Machine Translation



Machine Translation (MT) technologies convert text from a source language (L1) into a target language (L2).

One of the most difficult things in Machine Translation is the evaluation of a proposed system. The problem with language is that language has some degree of ambiguity which makes it hard to run an objective evaluation. For example, with Machine Translation one problem is that there is not only one good translation for a given source text.

Van Slype (1979) distinguished macro evaluation, designed to measure product quality and micro evaluation, assess the improvability of the system.

The macro evaluation, also called total evaluation enables comparison of the performance of two translation systems or two versions of the same system. The micro evaluation, also known as detailed evaluation seeks to assess the improvability of the translation system.



The performance of a translation system is usually measured by the quality of its translated texts. Since there is no absolute translation for a given text, the challenge of the machine translation evaluation is to provide an objective and economic assessment.

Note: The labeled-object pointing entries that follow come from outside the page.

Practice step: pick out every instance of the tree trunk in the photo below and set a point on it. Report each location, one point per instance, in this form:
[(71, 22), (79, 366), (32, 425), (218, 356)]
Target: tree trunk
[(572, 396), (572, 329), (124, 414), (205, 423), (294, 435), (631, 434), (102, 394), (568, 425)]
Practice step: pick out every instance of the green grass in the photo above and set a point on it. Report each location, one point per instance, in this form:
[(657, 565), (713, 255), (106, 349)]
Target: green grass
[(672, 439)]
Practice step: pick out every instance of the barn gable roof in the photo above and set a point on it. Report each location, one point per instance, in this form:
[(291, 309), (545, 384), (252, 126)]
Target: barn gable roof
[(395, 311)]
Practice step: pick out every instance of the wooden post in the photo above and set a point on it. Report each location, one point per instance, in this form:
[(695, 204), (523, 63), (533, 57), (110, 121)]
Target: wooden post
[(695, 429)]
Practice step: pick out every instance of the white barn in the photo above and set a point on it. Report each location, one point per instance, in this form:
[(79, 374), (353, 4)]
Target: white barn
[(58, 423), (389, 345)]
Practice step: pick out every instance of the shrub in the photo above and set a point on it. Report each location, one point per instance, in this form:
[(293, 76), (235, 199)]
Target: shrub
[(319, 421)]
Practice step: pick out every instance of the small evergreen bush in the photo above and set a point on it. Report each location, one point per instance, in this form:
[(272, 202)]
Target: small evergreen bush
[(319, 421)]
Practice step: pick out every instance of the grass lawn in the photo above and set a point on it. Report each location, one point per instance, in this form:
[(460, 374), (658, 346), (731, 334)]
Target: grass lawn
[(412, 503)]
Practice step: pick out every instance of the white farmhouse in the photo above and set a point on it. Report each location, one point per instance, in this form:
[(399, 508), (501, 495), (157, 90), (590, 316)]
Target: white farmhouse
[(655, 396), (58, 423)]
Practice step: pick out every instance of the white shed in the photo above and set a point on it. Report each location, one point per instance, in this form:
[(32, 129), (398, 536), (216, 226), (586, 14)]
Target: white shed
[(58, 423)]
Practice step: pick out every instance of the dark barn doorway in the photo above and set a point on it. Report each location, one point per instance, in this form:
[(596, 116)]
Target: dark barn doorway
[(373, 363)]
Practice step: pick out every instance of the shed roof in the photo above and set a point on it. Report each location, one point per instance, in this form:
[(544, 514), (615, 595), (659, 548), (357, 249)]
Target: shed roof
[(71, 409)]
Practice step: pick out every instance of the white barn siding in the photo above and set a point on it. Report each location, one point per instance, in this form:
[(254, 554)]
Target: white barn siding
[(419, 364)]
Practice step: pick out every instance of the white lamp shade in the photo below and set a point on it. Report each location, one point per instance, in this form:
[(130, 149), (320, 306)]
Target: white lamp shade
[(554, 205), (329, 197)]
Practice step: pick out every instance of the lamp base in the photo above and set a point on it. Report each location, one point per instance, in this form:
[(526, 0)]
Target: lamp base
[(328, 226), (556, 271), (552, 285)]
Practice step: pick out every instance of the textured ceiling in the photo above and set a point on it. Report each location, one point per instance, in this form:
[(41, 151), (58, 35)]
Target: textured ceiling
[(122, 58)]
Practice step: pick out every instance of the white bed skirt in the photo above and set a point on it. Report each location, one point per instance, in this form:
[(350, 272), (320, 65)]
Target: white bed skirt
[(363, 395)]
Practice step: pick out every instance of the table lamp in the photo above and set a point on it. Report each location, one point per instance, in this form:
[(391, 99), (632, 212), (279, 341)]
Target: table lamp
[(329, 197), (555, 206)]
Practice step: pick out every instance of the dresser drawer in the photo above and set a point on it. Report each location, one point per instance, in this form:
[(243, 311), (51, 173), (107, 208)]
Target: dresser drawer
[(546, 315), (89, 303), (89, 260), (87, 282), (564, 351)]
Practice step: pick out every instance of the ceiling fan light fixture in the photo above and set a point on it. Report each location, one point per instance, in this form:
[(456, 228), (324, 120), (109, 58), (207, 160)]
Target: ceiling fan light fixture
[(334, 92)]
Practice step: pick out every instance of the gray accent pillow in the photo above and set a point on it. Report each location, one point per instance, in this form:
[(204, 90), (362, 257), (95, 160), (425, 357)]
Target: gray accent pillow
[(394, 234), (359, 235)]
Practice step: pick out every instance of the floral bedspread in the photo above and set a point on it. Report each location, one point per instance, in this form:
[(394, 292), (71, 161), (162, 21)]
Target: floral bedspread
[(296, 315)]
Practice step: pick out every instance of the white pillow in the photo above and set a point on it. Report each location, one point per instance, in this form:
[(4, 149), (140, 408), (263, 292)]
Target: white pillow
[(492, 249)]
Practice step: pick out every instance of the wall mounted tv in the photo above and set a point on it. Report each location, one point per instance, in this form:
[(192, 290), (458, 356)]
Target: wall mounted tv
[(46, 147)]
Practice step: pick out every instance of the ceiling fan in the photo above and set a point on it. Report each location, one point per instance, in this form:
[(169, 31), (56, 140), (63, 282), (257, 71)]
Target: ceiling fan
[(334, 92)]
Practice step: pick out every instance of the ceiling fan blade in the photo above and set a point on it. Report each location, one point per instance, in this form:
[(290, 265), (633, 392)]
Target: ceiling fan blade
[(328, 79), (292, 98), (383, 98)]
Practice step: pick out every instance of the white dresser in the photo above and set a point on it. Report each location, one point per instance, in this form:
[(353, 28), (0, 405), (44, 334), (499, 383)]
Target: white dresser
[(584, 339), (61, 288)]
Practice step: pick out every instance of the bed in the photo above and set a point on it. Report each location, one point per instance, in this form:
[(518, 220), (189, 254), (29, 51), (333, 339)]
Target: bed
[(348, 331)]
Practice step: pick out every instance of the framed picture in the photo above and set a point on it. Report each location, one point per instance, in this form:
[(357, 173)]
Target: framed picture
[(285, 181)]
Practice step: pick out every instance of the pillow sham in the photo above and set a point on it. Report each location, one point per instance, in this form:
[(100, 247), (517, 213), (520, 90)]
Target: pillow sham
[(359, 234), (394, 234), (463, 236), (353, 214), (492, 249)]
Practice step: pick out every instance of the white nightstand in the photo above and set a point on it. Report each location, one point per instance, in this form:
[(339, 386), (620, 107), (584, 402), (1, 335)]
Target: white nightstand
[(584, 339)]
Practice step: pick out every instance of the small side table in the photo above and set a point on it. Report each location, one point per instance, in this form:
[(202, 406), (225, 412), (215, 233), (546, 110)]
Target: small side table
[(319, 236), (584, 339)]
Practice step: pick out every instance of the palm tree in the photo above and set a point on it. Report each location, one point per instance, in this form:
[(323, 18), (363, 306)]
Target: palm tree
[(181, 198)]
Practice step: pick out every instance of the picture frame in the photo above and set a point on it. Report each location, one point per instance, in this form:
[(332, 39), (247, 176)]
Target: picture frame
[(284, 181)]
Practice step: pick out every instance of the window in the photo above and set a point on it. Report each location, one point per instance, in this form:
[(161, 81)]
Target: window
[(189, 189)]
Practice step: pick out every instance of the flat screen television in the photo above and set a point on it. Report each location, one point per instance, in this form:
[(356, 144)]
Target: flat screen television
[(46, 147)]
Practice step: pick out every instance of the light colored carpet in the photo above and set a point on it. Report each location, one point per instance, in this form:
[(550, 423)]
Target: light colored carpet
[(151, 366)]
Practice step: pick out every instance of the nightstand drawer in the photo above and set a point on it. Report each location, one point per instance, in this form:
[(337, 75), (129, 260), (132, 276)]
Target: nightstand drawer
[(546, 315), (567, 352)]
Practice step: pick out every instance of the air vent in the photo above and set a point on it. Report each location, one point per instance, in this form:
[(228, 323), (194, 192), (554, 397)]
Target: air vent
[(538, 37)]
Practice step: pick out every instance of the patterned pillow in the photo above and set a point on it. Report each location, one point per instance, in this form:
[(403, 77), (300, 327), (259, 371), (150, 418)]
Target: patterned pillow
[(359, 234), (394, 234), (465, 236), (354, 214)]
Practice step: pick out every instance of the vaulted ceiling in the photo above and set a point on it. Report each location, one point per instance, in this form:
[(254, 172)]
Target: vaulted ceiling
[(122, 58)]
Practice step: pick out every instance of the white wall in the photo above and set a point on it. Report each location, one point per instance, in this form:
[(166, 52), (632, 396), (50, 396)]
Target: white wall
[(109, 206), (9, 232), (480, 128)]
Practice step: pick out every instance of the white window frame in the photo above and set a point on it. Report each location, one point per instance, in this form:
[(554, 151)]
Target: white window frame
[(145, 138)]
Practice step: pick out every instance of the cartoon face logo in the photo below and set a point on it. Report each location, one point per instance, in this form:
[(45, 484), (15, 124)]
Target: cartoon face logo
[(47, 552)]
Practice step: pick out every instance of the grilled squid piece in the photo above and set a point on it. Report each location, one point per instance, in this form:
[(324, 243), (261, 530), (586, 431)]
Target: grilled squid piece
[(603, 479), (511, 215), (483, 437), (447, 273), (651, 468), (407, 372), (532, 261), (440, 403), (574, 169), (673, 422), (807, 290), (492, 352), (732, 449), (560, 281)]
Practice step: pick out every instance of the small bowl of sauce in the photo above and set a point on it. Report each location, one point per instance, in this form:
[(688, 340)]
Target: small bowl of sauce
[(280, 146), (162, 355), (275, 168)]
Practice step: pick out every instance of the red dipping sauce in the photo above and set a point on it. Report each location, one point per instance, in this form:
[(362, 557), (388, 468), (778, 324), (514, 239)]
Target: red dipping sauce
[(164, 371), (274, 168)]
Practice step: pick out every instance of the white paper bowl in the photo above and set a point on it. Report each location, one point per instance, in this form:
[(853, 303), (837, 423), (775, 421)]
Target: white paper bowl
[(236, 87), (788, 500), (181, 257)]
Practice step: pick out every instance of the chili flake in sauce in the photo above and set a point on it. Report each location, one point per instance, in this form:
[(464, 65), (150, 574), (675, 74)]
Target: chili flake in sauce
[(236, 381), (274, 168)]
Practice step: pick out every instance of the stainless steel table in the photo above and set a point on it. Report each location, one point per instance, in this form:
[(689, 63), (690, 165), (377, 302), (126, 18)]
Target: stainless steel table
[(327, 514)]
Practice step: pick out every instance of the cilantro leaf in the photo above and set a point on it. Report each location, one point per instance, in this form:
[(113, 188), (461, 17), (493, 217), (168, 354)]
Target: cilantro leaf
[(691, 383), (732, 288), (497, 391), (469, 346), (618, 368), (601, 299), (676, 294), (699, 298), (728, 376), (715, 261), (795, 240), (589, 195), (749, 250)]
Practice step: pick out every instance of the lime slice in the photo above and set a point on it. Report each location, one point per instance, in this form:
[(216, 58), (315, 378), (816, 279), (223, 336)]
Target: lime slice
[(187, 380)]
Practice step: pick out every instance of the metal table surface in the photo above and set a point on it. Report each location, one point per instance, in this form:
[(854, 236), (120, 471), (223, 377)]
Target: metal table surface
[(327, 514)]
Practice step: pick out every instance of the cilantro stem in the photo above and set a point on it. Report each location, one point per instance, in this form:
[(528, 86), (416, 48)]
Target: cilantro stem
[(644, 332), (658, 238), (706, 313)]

Given the difficulty of the task, most of the translation quality assessments were based on human judgement in the history of MT evaluation. However, automatic procedures allow a quicker, repeatable, objective and cheaper evaluation.

Automatic MT evaluation consists in comparing the MT system output to one or more human reference translations. Human scores (manual evaluation) are assigned according to the adequacy, the fluency or the informativeness of the translated text.

In automatic evaluation, the fluency and adequacy of MT output can be measured by n-gram analysis.



Some of the most common automatic evaluation metrics are:

Metrics Description Reference
BLEU IBM BLEU for BiLingual Evaluation Understudy is an n-gram co-occurrence scoring procedure. (Papineni et al., 2001)
NIST A variation of BLEU used in NIST HLT evaluation (Doddington, 2002)
EvalTrans Tool for the automatic and manual evaluation of translations (Niessen et al., 2000)
GTM General Text Matcher based on accuracy measures as precision, recall and F-measure (Turian et al., 2003)
mWER Multiple reference Word Error Rate is the average number of MT system output and several human reference translation (Niessen et al., 2000)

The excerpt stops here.